I read, what was to me, quite an interesting blog post about different authors' contributing to different parts of the bible measured by analysing "linguistic fingerprints":
For millions of Jews and Christians, it’s a tenet of their faith that God is the author of the core text of the Hebrew Bible – the Torah, also known as the Pentateuch or the Five Books of Moses. But since the advent of modern biblical scholarship, academic researchers have believed the text was written by a number of different authors whose work could be identified by seemingly different ideological agendas and linguistic styles and the different names they used for God.[...]
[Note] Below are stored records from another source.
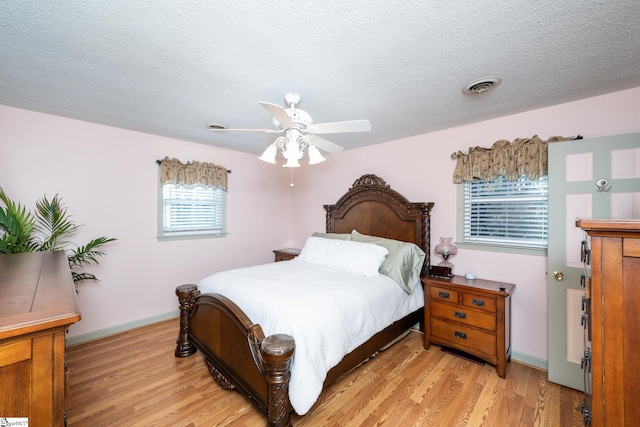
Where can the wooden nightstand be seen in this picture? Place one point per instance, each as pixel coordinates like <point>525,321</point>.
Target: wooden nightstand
<point>469,315</point>
<point>286,254</point>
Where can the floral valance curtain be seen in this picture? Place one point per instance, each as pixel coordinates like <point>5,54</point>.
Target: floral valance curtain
<point>523,156</point>
<point>172,171</point>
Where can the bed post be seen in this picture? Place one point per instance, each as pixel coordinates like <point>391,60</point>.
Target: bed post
<point>186,297</point>
<point>277,355</point>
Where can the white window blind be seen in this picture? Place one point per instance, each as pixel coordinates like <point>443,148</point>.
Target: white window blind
<point>196,210</point>
<point>506,213</point>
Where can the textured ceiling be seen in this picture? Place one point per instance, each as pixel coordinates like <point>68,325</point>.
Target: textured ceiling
<point>170,68</point>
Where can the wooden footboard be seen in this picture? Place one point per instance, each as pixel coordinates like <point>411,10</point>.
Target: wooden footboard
<point>236,351</point>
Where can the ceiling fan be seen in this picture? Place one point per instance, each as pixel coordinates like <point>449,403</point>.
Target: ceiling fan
<point>299,133</point>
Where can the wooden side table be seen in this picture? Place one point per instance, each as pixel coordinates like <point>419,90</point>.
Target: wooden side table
<point>473,316</point>
<point>286,254</point>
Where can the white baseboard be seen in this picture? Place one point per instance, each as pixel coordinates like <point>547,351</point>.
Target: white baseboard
<point>529,360</point>
<point>101,333</point>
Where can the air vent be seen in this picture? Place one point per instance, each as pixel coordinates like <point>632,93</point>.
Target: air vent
<point>215,126</point>
<point>481,85</point>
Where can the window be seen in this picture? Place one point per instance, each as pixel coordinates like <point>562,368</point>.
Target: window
<point>193,211</point>
<point>505,213</point>
<point>192,200</point>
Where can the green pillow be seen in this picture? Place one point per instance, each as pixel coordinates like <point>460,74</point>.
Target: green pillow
<point>404,262</point>
<point>339,236</point>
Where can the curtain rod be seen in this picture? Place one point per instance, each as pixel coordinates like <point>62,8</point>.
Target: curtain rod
<point>160,162</point>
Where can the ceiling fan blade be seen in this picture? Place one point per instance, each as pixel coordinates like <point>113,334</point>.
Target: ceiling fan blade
<point>323,144</point>
<point>340,127</point>
<point>278,113</point>
<point>246,130</point>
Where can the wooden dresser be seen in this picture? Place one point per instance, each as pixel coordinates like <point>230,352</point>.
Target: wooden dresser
<point>612,350</point>
<point>38,302</point>
<point>469,315</point>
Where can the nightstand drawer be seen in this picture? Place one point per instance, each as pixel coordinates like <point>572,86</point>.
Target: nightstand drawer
<point>464,336</point>
<point>465,316</point>
<point>480,302</point>
<point>443,294</point>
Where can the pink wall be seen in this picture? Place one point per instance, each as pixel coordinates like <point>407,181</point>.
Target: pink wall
<point>107,177</point>
<point>421,168</point>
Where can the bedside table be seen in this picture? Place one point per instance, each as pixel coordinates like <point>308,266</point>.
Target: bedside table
<point>473,316</point>
<point>286,254</point>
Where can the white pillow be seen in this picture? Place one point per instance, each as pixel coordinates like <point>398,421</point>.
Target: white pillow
<point>344,255</point>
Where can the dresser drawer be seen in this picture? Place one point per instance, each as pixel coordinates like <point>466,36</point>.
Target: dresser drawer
<point>465,316</point>
<point>444,294</point>
<point>464,336</point>
<point>481,302</point>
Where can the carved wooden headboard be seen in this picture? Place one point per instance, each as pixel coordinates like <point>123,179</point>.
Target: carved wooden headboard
<point>372,207</point>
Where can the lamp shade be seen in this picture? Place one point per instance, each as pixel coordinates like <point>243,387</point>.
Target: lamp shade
<point>269,154</point>
<point>292,162</point>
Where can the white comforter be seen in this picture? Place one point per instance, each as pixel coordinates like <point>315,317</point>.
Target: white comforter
<point>329,313</point>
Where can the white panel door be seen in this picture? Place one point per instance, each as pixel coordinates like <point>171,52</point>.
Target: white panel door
<point>590,178</point>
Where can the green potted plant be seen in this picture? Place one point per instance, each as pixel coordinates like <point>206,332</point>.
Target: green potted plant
<point>48,229</point>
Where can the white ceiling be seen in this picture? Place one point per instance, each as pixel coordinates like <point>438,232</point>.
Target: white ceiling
<point>170,68</point>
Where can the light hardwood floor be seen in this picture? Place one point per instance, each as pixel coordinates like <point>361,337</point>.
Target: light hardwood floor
<point>133,379</point>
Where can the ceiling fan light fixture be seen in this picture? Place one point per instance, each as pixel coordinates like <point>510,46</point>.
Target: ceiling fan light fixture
<point>292,162</point>
<point>482,85</point>
<point>269,154</point>
<point>314,155</point>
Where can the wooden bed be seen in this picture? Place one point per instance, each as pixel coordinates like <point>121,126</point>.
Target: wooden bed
<point>235,349</point>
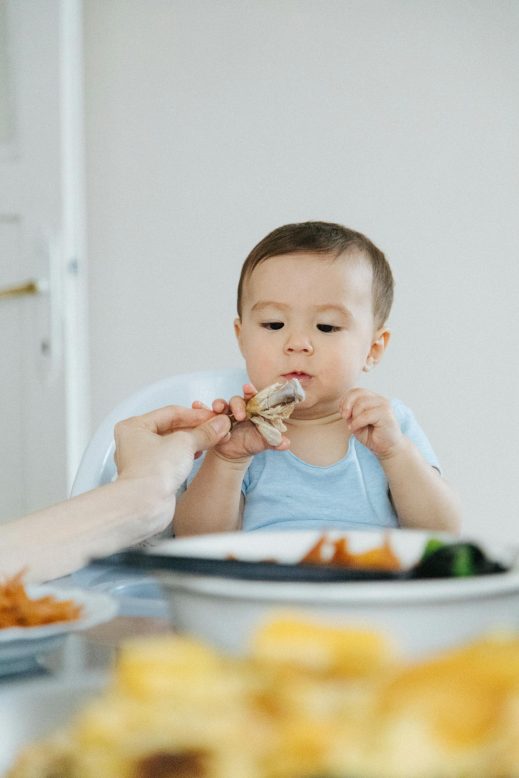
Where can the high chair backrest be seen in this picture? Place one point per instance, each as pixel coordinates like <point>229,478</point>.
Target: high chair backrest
<point>97,465</point>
The places in which the program disagreed with accepted scholarship might prove interesting leads for scholars. The first chapter of Genesis, for example, is usually thought to have been written by the “priestly” author, but the software indicated it was not.[...]
Similarly, the book of Isaiah is largely thought to have been written by two distinct authors, with the second author taking over after Chapter 39. The software’s results agreed that the book might have two authors, but suggested the second author’s section actually began six chapters earlier, in Chapter 33.
I asked a question more related to nature and operationalization of "linguistic fingerprint" on linguistics.SE. Here I would like to know, how many authors are thought to have been contributing to bible according to current state of knowledge. Where do these "old-school" and computer-based techniques of analysing overlap and where not? I assume it's more a graphological way of analysis in biblical hermeneutics. Is the term "linguistic fingerprint" used here at all?